You are correct in several aspects, including when you say "If so it must be the same resource requirements for both code?" - yes, both forms will use basically the same resources, and whether one happens to be more performant or not is actually more due to implementation details than any fundamental thing.
For example, since pure Python iterators written as a class implementing __next__
require Python function calls, they are likely slower than using a generator-function with yield
up to Python 3.10, but not necessarily on Python 3.11, where the overhead for function calling was reduced. OTOH, the pipy implementation should not have a difference between Python code written by the user in a __next__
method and the internal code executed by the runtime for generator functions.
In an ideal world, they would perform the same. And the "big O" algorithmic factors for both forms is certainly the same in any (reasonable) Python implementation.
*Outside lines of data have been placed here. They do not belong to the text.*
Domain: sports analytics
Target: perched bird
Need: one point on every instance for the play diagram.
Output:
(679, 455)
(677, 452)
This leaves us with the form differences:
Indeed, when one write a function which includes the yield
keyword in its body (even if it is in an unreachable section of the code), the function is, at compile time, created as a "generator function": this means that when it is called, none of the visible code in it is executed. Instead, Python create an instance of a "generator object" which is returned. This object features the methods __next__
, send
and throw
, which can be subsequently used to drive the generator:
in this sense a generator works the same as a user-implemented iterator.
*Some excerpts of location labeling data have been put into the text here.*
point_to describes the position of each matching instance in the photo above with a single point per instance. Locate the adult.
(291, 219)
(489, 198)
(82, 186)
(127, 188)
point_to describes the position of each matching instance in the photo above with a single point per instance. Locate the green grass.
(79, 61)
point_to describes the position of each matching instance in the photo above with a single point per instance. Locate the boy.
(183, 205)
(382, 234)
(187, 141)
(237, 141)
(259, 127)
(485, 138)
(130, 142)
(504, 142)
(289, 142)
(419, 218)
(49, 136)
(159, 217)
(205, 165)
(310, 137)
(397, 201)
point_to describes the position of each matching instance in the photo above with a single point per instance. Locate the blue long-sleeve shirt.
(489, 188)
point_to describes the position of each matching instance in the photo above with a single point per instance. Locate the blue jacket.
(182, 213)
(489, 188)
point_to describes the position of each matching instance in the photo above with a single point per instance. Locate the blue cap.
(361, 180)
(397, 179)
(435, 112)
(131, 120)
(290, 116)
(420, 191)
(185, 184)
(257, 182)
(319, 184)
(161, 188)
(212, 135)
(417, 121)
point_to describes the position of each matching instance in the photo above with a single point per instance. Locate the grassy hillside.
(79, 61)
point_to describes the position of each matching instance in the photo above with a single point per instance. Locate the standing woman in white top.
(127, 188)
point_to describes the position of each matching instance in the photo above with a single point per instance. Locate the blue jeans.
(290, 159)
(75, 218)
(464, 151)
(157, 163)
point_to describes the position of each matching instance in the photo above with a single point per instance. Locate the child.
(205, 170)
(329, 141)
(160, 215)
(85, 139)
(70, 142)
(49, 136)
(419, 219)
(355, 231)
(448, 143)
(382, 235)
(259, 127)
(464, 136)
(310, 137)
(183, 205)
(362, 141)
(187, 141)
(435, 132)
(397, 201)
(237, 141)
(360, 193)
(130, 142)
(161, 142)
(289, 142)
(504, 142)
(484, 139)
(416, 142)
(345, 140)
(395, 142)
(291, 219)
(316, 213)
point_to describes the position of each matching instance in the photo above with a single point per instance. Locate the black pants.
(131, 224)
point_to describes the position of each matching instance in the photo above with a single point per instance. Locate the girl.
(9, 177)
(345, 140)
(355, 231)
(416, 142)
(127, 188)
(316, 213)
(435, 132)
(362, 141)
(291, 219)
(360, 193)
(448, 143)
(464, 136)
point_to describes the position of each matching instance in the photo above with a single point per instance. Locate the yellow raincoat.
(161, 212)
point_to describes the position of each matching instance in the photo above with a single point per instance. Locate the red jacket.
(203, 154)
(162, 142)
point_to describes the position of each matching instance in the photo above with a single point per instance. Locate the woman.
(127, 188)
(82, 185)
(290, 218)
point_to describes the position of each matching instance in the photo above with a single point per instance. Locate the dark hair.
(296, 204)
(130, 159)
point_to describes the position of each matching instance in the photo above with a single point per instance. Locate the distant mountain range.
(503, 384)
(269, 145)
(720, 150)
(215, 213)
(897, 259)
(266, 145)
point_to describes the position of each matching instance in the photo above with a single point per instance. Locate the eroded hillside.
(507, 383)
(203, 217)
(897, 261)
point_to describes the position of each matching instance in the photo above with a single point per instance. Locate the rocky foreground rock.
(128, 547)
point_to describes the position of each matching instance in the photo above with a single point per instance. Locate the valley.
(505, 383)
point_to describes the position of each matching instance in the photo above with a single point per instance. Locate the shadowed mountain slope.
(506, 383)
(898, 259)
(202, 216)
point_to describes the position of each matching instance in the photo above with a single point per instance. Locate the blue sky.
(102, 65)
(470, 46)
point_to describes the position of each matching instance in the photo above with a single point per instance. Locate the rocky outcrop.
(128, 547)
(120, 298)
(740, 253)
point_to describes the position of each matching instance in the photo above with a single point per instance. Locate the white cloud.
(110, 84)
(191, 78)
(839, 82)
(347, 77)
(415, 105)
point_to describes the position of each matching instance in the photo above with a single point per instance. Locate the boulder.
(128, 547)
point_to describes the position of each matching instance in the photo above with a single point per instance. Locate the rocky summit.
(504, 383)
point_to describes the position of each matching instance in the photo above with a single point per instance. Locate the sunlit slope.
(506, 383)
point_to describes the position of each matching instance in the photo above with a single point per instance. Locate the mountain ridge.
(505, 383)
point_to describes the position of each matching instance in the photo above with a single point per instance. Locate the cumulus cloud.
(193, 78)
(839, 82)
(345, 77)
As for output of sys.getsizeof
this is certainly a thing that should not concern you. The output of this function is not a reliable metric, as it won't display the values of any referenced objects. An instance of a user class will typically have an associated full size dictionary, for example (although this has also been optimized in recent cPython releases). All in all, the difference for the total bytes used for a generator created by a generator function, and an iterator creatd by a user class, might be even of a couple hundred bytes in favor of the generator function one: but this won't make any difference in most workflows, unless one is creating hundreds (and for large server processes, tens of thousands) of generators to be used in parallel (i.e. creating new ones before older ones had been per-used and removed from memory).
And even them, the user class could be optimized (with the use of __slots__
and other techniques).
In your comparison, in particular:
print(f'{sys.getsizeof(CustomIterator) + sys.getsizeof(iterator) + sys.getsizeof(next(iterator))}') #1170
You are getting the size of the class object itself - it is an instane of type
, and certainly will use some more memory (sys.getsizeof(CustomIterator)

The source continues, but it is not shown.